# Hello June



## Hey-Fay (Jul 8, 2013)

As many of you know I recently lost my heart rat, Lilly, and she was my only trained shoulder rat and I miss her dearly. None of her four successors can be shoulder trained unfortunately because I had no need to train any others while they were small. 
I have severe social anxiety along with a menagerie of other problems that makes life pretty hard to live. With Lilly things were much more manageable; the anxiety was controlled, depression easier to handle. So I decided that I would rescue a new girl and put her through shoulder training and ESA training. And that's just what I've done.

I decided a long time ago that I'll only rescue and take in feeders or ones with aggression issues or special needs, basically any who're on death row and don't have a shot at life.
I went to the same shop that I got Lilly, Mica and Violet from. The last time I was there was when I took Mice and Violet and at the time their feeders were in horrible, deplorable conditions. Now they have an employee that has cleaned and straightened them. No more mixed tanks, no more pregnant and nursing mamas in with males. Don't get me wrong, I truly despise the place because of the feeders but it was better than the last time I was there.

Now I never choose on color or coat; always on personality. So when I stuck my hands in the female tanks June was the only one not pressed against the back wide eyed in terror. I picked her up and she looked at me, really looked at me, and I knew then and there she was coming home with me.
I refused the box they wanted to put her in and tucked her away in the bonding pouch under my hoodie, payed the two dollars and left. When we got home I put her in the spare and she wandered around a bit, getting to know her surroundings. She didn't dart in one of the hides and bunker down. Didn't run away from me. Didn't do anything that you'd expect a new baby of 4 weeks would do in unfamiliar territory. 

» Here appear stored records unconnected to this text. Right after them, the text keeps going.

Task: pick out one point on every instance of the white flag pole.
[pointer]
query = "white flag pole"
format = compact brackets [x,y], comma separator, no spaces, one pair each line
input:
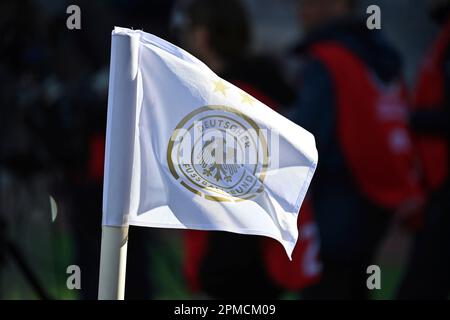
[113,261]
[119,157]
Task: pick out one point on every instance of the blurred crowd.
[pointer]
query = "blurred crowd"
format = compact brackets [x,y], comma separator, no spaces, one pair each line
[382,143]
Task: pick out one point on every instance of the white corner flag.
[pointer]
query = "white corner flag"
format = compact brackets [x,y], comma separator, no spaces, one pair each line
[186,149]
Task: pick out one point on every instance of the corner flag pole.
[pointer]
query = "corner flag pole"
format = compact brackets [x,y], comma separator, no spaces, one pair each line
[119,161]
[113,260]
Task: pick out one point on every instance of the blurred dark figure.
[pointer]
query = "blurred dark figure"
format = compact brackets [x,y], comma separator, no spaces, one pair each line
[428,272]
[353,100]
[222,264]
[88,50]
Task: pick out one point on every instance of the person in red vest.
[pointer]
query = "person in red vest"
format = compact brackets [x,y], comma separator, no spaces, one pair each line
[352,98]
[428,272]
[228,265]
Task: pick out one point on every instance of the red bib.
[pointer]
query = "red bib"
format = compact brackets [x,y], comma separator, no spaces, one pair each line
[372,128]
[429,94]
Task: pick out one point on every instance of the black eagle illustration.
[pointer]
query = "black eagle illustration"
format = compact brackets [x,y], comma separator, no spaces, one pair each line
[208,159]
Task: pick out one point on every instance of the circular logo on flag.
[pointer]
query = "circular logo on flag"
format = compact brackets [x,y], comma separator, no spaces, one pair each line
[218,153]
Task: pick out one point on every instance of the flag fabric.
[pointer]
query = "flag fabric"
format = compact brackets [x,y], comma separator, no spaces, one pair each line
[186,149]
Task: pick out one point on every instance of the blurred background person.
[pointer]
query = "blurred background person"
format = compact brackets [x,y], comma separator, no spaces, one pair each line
[427,275]
[352,98]
[222,264]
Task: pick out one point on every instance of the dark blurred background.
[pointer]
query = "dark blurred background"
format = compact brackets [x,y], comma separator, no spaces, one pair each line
[53,99]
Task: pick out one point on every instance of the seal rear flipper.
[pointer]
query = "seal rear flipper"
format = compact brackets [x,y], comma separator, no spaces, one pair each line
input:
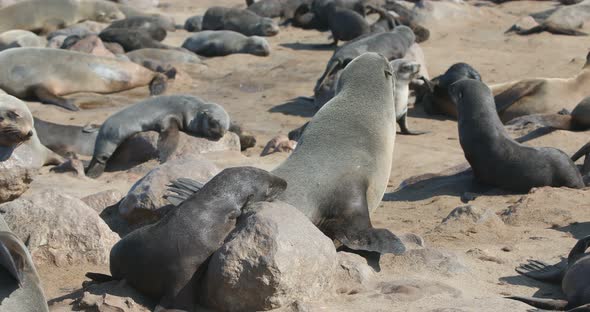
[46,96]
[547,304]
[542,271]
[12,256]
[168,141]
[519,90]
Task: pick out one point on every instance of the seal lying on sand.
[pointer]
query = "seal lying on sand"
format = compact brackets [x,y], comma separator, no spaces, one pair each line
[165,114]
[46,74]
[485,141]
[165,260]
[42,16]
[225,42]
[572,275]
[20,287]
[242,21]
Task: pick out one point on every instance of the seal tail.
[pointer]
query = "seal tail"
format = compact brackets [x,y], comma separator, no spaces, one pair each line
[547,304]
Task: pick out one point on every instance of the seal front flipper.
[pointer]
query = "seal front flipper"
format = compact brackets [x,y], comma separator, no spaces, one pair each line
[168,141]
[46,96]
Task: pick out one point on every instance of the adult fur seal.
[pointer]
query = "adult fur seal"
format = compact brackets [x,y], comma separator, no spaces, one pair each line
[165,114]
[485,141]
[165,260]
[571,275]
[392,45]
[20,287]
[242,21]
[337,185]
[42,16]
[46,74]
[225,42]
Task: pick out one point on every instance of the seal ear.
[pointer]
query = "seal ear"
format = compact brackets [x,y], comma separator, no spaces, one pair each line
[13,256]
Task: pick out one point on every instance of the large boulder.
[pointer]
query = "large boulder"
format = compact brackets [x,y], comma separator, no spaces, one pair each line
[60,229]
[274,258]
[146,196]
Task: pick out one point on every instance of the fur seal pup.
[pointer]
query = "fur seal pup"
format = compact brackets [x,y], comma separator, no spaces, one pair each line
[225,42]
[165,260]
[392,45]
[539,95]
[46,74]
[42,16]
[166,114]
[571,275]
[20,287]
[242,21]
[485,141]
[435,97]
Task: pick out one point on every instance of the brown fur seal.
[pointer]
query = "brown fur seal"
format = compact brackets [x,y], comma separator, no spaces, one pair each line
[43,16]
[572,275]
[225,42]
[165,260]
[20,287]
[46,74]
[242,21]
[485,141]
[165,114]
[541,95]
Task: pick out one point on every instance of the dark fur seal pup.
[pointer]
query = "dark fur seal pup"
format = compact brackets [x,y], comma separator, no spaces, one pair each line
[225,42]
[131,39]
[20,287]
[485,141]
[572,275]
[165,260]
[165,114]
[392,45]
[436,99]
[337,185]
[149,25]
[242,21]
[46,74]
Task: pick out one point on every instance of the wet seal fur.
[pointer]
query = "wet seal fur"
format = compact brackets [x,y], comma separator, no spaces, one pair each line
[46,74]
[571,274]
[485,141]
[166,260]
[225,42]
[20,287]
[166,114]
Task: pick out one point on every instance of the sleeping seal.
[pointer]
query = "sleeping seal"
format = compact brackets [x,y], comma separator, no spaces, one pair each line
[165,260]
[165,114]
[485,141]
[572,275]
[46,74]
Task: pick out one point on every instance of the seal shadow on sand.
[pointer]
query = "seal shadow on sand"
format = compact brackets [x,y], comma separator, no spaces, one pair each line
[299,106]
[455,181]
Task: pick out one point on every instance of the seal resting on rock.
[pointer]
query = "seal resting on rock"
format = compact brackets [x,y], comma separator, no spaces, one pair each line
[166,114]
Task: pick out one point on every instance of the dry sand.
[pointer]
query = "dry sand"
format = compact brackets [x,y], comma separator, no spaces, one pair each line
[475,266]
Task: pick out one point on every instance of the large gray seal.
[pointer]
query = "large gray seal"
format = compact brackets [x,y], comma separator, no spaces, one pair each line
[166,260]
[46,74]
[20,287]
[497,159]
[43,16]
[224,42]
[166,114]
[572,275]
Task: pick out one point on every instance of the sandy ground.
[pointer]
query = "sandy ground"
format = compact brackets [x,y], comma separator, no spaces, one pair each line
[256,91]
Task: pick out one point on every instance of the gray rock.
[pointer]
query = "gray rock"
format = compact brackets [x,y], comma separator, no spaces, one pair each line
[145,197]
[274,258]
[61,229]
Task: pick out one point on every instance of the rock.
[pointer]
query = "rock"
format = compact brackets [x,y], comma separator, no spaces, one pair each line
[100,201]
[274,258]
[146,196]
[60,229]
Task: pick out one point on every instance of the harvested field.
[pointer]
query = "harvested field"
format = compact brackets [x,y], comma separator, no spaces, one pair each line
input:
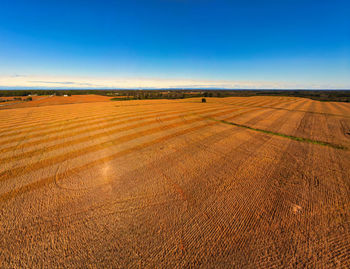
[55,100]
[235,182]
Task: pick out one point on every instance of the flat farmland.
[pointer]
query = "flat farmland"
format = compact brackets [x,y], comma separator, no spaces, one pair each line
[240,182]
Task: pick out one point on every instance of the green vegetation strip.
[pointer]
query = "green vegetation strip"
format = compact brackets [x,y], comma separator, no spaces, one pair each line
[296,138]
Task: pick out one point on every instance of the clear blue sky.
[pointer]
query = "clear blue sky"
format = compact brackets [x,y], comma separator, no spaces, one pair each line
[303,42]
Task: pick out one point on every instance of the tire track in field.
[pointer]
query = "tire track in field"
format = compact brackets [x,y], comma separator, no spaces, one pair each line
[49,180]
[70,116]
[44,116]
[292,110]
[222,188]
[81,123]
[73,154]
[89,137]
[110,123]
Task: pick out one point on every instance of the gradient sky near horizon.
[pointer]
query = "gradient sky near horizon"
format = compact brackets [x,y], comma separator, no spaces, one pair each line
[175,43]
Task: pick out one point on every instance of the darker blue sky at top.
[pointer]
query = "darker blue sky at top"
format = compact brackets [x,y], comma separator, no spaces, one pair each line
[158,35]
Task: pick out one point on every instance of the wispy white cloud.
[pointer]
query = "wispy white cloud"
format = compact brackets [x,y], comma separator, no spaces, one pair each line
[30,81]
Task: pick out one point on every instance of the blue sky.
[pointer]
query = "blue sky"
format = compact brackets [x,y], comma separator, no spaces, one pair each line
[175,43]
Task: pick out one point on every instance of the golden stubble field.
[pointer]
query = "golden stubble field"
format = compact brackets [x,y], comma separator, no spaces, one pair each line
[234,182]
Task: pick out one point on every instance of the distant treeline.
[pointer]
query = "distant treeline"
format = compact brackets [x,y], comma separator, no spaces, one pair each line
[321,95]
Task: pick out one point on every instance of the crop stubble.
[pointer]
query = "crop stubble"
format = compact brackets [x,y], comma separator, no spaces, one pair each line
[161,184]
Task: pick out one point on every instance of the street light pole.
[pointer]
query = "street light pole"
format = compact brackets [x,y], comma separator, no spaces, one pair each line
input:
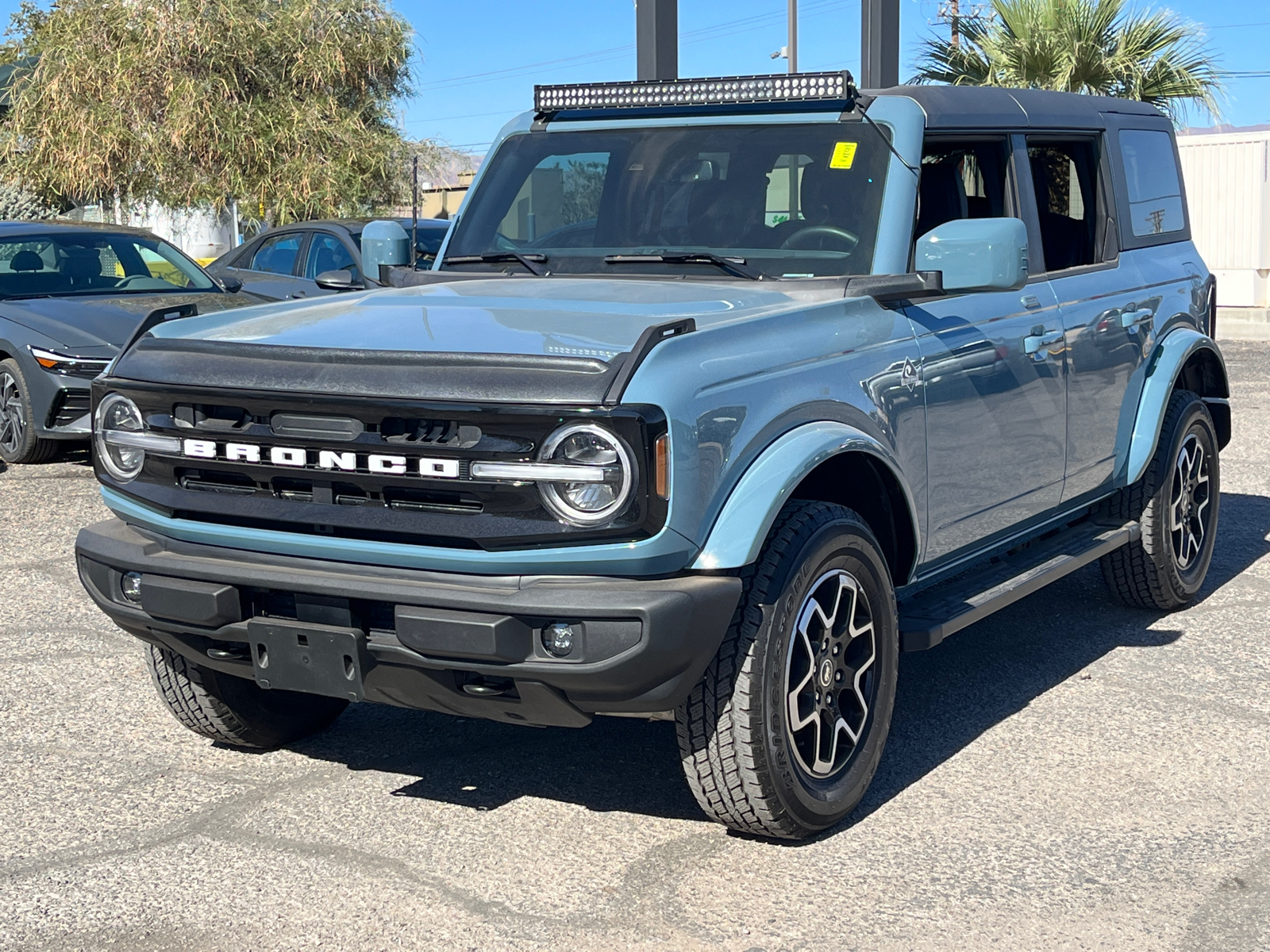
[791,50]
[657,40]
[879,42]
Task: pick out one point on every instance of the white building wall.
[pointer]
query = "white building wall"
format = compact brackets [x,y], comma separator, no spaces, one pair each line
[200,232]
[1229,196]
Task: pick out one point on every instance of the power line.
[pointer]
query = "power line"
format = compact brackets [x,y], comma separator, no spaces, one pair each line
[698,36]
[464,116]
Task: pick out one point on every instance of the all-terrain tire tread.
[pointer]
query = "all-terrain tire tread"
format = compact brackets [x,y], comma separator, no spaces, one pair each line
[1130,571]
[181,685]
[722,710]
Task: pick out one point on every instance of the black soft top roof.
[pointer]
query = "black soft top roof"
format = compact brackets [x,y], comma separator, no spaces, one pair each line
[991,107]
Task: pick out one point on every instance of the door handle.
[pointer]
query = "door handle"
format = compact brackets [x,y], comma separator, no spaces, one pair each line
[1132,317]
[1035,342]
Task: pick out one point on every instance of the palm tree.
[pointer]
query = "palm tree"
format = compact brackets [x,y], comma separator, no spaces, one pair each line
[1080,46]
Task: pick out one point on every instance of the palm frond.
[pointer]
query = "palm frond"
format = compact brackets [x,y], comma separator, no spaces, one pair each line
[1083,46]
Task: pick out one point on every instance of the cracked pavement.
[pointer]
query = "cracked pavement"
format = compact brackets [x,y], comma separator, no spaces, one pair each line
[1067,774]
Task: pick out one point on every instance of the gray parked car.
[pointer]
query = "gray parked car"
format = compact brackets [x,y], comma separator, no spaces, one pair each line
[286,262]
[721,395]
[70,295]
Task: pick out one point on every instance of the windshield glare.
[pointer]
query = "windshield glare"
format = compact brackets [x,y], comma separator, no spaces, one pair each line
[791,200]
[94,263]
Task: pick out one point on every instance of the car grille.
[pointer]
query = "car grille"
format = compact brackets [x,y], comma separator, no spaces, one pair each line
[67,406]
[461,513]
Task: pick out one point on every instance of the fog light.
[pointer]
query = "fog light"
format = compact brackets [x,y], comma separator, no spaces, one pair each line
[131,585]
[558,639]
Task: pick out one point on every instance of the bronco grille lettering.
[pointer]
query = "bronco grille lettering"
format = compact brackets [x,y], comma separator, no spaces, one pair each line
[342,461]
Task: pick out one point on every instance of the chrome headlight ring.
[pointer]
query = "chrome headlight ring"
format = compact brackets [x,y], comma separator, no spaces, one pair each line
[610,497]
[121,438]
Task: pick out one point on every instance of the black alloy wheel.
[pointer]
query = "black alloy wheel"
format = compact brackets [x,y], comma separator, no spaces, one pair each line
[784,733]
[18,440]
[1178,503]
[829,676]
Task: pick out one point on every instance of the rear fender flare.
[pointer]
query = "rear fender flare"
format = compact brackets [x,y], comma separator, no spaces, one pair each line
[768,484]
[1161,378]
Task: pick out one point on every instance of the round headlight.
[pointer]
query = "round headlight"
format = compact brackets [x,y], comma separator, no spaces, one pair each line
[597,501]
[116,414]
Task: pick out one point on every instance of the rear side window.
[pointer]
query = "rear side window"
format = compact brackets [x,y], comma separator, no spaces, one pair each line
[277,255]
[1153,186]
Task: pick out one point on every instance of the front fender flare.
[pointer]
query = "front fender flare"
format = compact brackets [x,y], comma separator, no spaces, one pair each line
[747,517]
[1162,371]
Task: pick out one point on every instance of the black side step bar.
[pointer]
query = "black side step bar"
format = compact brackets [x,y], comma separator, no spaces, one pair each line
[937,612]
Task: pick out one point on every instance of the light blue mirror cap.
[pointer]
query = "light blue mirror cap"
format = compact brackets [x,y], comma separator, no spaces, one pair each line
[976,254]
[384,243]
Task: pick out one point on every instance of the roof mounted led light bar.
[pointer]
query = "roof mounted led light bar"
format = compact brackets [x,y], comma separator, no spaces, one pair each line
[800,89]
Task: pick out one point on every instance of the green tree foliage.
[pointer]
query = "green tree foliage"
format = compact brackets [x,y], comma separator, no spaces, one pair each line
[1080,46]
[283,105]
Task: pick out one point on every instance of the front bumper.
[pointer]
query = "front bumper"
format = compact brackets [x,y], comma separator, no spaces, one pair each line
[461,644]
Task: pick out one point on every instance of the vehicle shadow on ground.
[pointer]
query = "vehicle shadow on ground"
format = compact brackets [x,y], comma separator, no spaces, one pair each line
[948,697]
[76,454]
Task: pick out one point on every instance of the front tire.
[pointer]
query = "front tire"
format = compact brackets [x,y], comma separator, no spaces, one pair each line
[1179,499]
[18,440]
[784,733]
[237,710]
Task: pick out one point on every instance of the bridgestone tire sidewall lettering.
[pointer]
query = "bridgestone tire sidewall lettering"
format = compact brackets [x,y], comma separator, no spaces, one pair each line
[1189,416]
[1145,573]
[235,710]
[818,803]
[732,727]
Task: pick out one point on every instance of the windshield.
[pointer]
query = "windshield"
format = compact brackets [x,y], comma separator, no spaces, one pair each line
[94,263]
[784,200]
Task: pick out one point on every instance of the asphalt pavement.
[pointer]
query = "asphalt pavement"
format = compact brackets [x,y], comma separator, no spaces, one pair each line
[1067,774]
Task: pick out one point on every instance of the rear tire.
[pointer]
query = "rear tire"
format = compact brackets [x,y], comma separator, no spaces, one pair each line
[784,733]
[1178,501]
[235,710]
[18,440]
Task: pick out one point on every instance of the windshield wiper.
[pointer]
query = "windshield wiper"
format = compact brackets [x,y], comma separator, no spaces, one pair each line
[530,262]
[729,264]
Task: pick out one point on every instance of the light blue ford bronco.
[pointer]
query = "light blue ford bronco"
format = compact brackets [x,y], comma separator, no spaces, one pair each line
[719,397]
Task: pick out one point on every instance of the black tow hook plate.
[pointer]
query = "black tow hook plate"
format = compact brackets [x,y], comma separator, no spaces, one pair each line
[315,659]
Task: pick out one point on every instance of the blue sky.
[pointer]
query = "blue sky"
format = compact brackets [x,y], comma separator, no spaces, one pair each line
[478,61]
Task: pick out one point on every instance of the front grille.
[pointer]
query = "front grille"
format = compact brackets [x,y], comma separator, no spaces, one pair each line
[67,406]
[437,433]
[334,490]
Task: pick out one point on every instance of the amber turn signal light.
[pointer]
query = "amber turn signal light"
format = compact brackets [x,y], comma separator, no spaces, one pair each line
[662,478]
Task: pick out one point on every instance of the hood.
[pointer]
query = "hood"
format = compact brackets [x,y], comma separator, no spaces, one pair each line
[588,317]
[98,325]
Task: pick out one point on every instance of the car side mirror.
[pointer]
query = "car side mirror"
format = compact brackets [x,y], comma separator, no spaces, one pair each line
[976,254]
[340,279]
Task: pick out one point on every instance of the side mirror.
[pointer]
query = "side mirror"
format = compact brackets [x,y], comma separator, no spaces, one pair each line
[976,254]
[341,279]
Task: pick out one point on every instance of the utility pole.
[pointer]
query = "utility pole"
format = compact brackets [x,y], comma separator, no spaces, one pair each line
[793,46]
[657,40]
[879,42]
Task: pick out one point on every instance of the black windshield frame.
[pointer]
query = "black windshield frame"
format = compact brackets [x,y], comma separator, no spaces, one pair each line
[57,276]
[724,178]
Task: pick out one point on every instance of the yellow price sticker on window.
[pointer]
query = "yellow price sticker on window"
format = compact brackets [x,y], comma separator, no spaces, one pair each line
[844,155]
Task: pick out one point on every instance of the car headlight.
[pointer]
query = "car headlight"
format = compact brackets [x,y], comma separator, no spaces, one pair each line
[54,362]
[607,489]
[121,438]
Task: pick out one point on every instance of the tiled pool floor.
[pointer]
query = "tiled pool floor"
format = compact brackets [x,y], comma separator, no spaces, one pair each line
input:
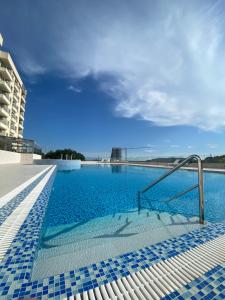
[17,265]
[105,237]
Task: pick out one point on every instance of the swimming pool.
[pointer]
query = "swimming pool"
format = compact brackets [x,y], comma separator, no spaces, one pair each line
[92,213]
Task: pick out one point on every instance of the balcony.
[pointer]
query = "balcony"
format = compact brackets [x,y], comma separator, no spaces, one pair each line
[4,99]
[16,87]
[5,86]
[5,73]
[22,116]
[3,124]
[23,99]
[15,108]
[4,112]
[14,118]
[16,97]
[22,107]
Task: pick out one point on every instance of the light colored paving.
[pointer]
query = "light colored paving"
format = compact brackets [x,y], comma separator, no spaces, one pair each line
[9,196]
[11,176]
[10,227]
[162,278]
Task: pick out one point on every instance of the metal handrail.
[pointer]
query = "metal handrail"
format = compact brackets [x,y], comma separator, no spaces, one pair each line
[199,185]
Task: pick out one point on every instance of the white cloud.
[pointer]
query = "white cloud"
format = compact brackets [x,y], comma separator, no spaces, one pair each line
[212,146]
[32,68]
[74,89]
[162,61]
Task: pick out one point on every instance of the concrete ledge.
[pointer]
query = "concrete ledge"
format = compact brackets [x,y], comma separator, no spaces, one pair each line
[62,165]
[7,157]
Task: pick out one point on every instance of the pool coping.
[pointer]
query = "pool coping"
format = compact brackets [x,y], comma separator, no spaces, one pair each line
[207,170]
[16,267]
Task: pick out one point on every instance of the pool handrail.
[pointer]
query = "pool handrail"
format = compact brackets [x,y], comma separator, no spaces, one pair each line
[199,185]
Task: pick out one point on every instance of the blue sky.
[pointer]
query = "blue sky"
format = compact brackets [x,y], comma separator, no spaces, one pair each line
[121,73]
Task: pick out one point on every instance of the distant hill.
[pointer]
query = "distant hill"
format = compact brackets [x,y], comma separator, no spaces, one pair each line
[166,159]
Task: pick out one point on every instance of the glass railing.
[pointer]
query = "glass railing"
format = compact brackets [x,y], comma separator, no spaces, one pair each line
[19,145]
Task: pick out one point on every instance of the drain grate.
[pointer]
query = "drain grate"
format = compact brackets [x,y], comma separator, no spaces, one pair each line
[162,278]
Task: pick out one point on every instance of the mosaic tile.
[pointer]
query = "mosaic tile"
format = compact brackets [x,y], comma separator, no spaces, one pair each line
[16,267]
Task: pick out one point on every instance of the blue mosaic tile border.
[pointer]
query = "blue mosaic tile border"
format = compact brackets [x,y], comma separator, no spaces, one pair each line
[9,207]
[210,286]
[16,268]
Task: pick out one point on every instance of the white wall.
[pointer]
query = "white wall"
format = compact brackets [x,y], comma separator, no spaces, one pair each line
[61,164]
[7,157]
[28,158]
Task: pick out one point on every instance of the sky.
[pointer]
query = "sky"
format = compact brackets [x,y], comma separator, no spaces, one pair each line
[135,73]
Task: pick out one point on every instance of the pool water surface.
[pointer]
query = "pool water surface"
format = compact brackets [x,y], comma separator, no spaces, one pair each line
[93,213]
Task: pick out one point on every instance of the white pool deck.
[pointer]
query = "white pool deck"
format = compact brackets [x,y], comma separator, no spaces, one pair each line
[13,175]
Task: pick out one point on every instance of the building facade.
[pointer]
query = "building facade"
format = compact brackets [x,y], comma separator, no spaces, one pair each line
[12,97]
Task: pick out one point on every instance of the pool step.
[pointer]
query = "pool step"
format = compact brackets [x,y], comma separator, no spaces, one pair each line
[95,234]
[163,278]
[116,226]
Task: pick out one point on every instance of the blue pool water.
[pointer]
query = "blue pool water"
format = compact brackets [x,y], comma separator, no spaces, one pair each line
[97,191]
[93,214]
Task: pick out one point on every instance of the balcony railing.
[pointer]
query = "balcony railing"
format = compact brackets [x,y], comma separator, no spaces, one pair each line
[5,73]
[4,111]
[3,124]
[5,85]
[19,145]
[4,99]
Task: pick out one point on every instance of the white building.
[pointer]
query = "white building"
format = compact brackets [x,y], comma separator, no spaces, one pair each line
[12,97]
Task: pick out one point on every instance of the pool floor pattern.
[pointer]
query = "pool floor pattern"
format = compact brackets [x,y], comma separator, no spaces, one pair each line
[16,267]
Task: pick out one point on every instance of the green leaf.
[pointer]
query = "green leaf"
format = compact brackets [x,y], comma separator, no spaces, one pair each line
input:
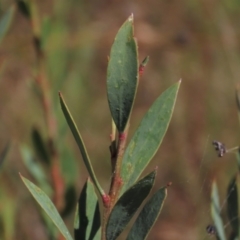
[80,144]
[98,235]
[87,218]
[122,75]
[232,205]
[5,22]
[4,153]
[48,207]
[148,216]
[40,146]
[148,137]
[216,212]
[127,205]
[35,169]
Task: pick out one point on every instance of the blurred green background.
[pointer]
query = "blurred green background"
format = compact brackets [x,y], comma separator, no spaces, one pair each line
[196,41]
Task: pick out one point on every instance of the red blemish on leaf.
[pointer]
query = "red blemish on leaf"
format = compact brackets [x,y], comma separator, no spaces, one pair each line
[106,200]
[119,181]
[169,184]
[122,136]
[141,70]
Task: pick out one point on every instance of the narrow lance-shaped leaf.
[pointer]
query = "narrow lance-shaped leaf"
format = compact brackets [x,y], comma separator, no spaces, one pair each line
[48,207]
[87,218]
[216,212]
[148,216]
[232,205]
[148,137]
[80,144]
[127,205]
[5,22]
[122,75]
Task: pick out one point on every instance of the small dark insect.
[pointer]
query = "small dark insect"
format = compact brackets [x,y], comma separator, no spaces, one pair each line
[211,229]
[220,148]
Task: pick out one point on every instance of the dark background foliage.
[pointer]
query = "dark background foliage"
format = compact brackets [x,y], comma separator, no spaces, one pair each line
[197,41]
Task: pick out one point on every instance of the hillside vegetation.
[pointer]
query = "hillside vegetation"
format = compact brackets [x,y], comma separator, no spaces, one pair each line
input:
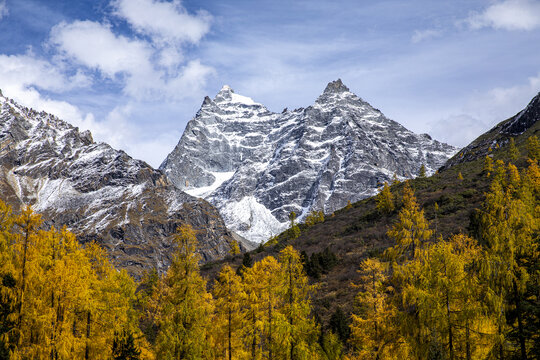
[440,267]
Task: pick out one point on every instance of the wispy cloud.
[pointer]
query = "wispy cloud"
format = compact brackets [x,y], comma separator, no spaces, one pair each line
[483,110]
[421,35]
[3,9]
[508,15]
[164,21]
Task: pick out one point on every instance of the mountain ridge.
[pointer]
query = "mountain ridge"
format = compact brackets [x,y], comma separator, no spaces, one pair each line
[100,193]
[240,156]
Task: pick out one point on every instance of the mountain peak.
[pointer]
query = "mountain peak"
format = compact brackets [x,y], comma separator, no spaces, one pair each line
[336,86]
[227,95]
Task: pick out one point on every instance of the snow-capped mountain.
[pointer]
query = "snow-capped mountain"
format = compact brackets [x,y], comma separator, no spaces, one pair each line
[257,166]
[98,192]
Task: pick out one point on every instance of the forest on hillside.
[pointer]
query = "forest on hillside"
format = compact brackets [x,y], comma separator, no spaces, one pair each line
[467,296]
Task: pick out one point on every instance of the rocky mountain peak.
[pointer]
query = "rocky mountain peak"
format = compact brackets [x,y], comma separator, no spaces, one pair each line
[257,166]
[336,86]
[226,96]
[99,193]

She's wicked smart. Litter trained herself within the hour of being home and already knows her name. She likes free range, even if it is only on the couch for now. Honestly she kinda reminds me of Lilly ;u;

So here she is, meet Juniper Von Rattington, or June for short. The newest and youngest of my mischief and whom has already stolen my heart.


----------



## CatsRatsVeggies (Aug 18, 2014)

I'm so sorry about Lilly. But your attitude towards feeder rats is just such a lovely thing to see. And it's so nice to see you already warm to June so quickly (who BTW is an absolute sweetheart!). She sounds like a right clever little bean. I'm honestly so so happy for you and I'm sure she's beyond thrilled to be with you now!


----------



## Hey-Fay (Jul 8, 2013)

Thank you, I know if Lilly were still with me she would take June under her wing and teach her the ways of being snarky. Lilly was the queen of snark ;-; The pain of loss is still fresh but I know she'd want me to share the love, not lock it away.


----------



## CatsRatsVeggies (Aug 18, 2014)

Of course she would. And I'm sure she would of loved June. You did a brilliant thing.


----------



## Ratbag (Nov 30, 2013)

June doesn't know how lucky she is


----------



## Raticle_Rats (Oct 8, 2014)

I think it is amazing that you choose to adopt rats who are on "death row" as you put it. I hope to one day be comfortable enough with rats and myself as an owner to adopt rats who need a little extra care/love. Thank you for what you do!


----------



## Hey-Fay (Jul 8, 2013)

Thanks guys, it means a lot. June's quite the handful! She's one of the smartest and brightest rats I've ever had the pleasure of befriending. I usually get babies in pairs because three weeks alone while in quarantine is a long time to any rat. But since I'm shoulder and esa training I had to only get one. She gets tons of out of cage time with me but I will admit I look forward to when I can do intros so she's not alone. 

She had her first test run tonight, she did splendidly! We went to Meijer, sorta like Wal-Mart only better, and she was quite content to sit on my shoulder and peek out from my hood every now and then. We're still working on commands and i hope to start training her to walk at heal soon.

I've finally got her bruxing, which just tickles me to death x3 She does test what she can nibble on, remotes, chargers, working on teaching her what she can and can't gnaw on. I really need to get her some Nylabones!


----------



## Zabora (Jun 8, 2014)

Good luck with June Fey! Were pulling for her!


----------



## Hey-Fay (Jul 8, 2013)

Thank you!!


----------



## Jessiferatu (Apr 30, 2014)

How very awesome! I am super happy for you and June.


----------



## lovemyfurries (Aug 13, 2014)

Hey Fay, I'm so glad you got her. She's gorgeous! Hope the training goes well  welcome little June... Be good to your mommy, she needs you.


----------



## Ratpax (Aug 24, 2014)

Aw, she does indeed have a wicked-smart brilliant little spark in her eyes.

My new girl who's been with me a few weeks is named Juniper, as well, think I mentioned that on another thread.

Best of luck with your training--I have worked with service dogs over many, many years, so I can relate to access issues and training--it's mostly great, with the odd stoopid human trick to contend with.


----------



## DLTurner (Sep 27, 2014)

She looks like such an expressive rat, like I can get a sense of her personality just from looking at the pictures! She looks like a sweetheart, so happy you got the opportunity to add another love to your life (=


----------



## Minky (Apr 4, 2013)

Your story put a tear in my eye. I'm so happy for you and little June!


----------